While an interview can be nerve-wracking, interviewers love to see people do well and are there to be supportive.

Coding on a whiteboard is difficult (but the interviewer knows that) – a large chunk of most technical interviews is problem-solving or coding on a whiteboard. Interviewers are very understanding that coding on a whiteboard is not easy, so don’t worry about building neat code from the outset.
Don’t rush to put code on the board – think about the problem, ask clarifying questions, and maybe jot a few examples down to help you get oriented.
Talk through what you are thinking – a large part of a technical interview is understanding how the person is thinking, even if you’re running through approaches to eliminate. Getting to an answer is only part of what the interviewer is looking for, and they want to see what your thought process is.
Ask for help (but not too quickly!) – it’s OK that you don’t know everything, and sometimes get stuck. If you get stuck, explain what you are stuck on and the interviewer will be prepared to guide you.

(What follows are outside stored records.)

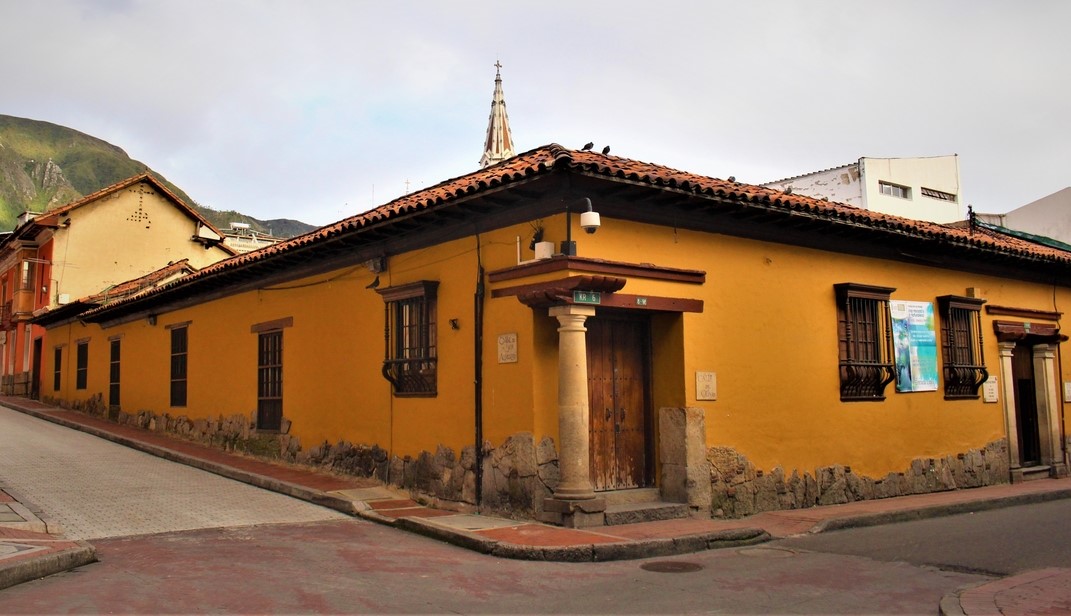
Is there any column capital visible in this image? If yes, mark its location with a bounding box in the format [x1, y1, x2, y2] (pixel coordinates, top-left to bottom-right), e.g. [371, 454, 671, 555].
[1034, 344, 1056, 359]
[549, 304, 595, 317]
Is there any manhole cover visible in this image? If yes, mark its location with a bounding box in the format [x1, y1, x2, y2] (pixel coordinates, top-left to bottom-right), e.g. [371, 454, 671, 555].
[737, 547, 796, 558]
[639, 560, 703, 573]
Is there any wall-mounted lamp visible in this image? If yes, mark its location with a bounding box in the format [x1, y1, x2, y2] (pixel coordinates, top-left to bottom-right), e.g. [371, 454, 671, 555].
[561, 197, 602, 257]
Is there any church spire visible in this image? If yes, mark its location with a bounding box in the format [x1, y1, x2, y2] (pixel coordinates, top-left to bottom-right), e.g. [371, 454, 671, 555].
[480, 62, 516, 168]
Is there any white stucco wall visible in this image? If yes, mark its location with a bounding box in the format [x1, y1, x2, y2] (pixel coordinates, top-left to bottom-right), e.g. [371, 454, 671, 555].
[763, 163, 864, 208]
[51, 182, 229, 303]
[859, 154, 966, 223]
[1005, 187, 1071, 244]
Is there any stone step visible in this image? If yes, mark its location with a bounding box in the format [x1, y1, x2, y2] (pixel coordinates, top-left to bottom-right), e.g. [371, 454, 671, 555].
[595, 487, 662, 505]
[605, 502, 690, 526]
[1023, 466, 1052, 481]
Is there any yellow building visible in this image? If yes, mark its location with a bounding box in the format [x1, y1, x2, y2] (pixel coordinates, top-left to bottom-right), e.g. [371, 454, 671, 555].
[0, 174, 235, 396]
[36, 145, 1071, 525]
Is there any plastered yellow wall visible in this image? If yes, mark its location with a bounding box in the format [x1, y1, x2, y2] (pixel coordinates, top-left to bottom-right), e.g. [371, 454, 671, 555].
[43, 212, 1071, 477]
[579, 220, 1071, 477]
[43, 219, 557, 456]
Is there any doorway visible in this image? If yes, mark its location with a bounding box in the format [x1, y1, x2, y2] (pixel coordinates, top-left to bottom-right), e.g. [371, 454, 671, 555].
[30, 337, 42, 400]
[1011, 342, 1041, 467]
[585, 312, 654, 491]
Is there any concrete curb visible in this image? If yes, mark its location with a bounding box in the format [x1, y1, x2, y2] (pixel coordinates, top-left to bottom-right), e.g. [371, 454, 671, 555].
[0, 541, 96, 590]
[809, 490, 1071, 532]
[937, 590, 967, 616]
[394, 515, 771, 562]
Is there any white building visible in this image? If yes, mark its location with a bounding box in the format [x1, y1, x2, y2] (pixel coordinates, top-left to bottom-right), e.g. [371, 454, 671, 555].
[763, 154, 965, 223]
[977, 186, 1071, 244]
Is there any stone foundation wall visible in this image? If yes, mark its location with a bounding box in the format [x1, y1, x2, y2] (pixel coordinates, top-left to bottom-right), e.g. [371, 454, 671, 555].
[44, 394, 1009, 519]
[707, 439, 1009, 517]
[42, 394, 559, 519]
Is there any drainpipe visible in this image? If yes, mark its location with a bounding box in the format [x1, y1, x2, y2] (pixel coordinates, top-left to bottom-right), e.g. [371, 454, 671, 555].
[472, 234, 484, 507]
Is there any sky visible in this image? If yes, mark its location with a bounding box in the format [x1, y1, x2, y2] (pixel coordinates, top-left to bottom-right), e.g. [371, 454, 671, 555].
[0, 0, 1071, 225]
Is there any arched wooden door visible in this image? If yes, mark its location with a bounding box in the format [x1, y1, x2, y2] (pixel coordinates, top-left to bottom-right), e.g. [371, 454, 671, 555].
[585, 313, 653, 491]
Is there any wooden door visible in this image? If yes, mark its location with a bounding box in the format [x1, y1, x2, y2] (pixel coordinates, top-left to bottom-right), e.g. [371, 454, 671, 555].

Use what you are familiar with – you will likely be asked to code in the language you are most comfortable with. Do it! Some students think the interviewer is ‘expecting’ them to use a certain language because it’s one we used at the hiring company, but that’s not the case.
Perfection is not required – while no interviewer is ever going to complain if you do everything perfectly, forgetting a little piece of syntax, or a particular library function name is not fatal. It’s more important that you write code that is easy to follow and logically reasoned through. Also remember it’s OK to ask for help if you are truly stuck. At the same time, if your syntax is way off, and you’re asking for help on every line of code then you’re probably not demonstrating the level of mastery that is expected.
Consider bringing a laptop if you have code to show – while the interviewer may choose to focus on whiteboard problem-solving, it is a nice option to be able to offer showing them code you’ve written. Be sure to bring your best examples; ones that show off your strengths or originality. Make sure it is code you know inside-out as you will likely be questioned in detail about why you did things a certain way.
Come prepared with questions for the interviewer – the interview is an opportunity for you to get to know the company in more detail, and see if it’s somewhere you’d like to work. Think about the things that are important to you, and that you’d use to decide between different employment/internship offers.

Over my career I’ve found that these rules of thumb apply well in all technical interview/application processes, and hopefully they are useful guidance for students out there. Any other advice from readers?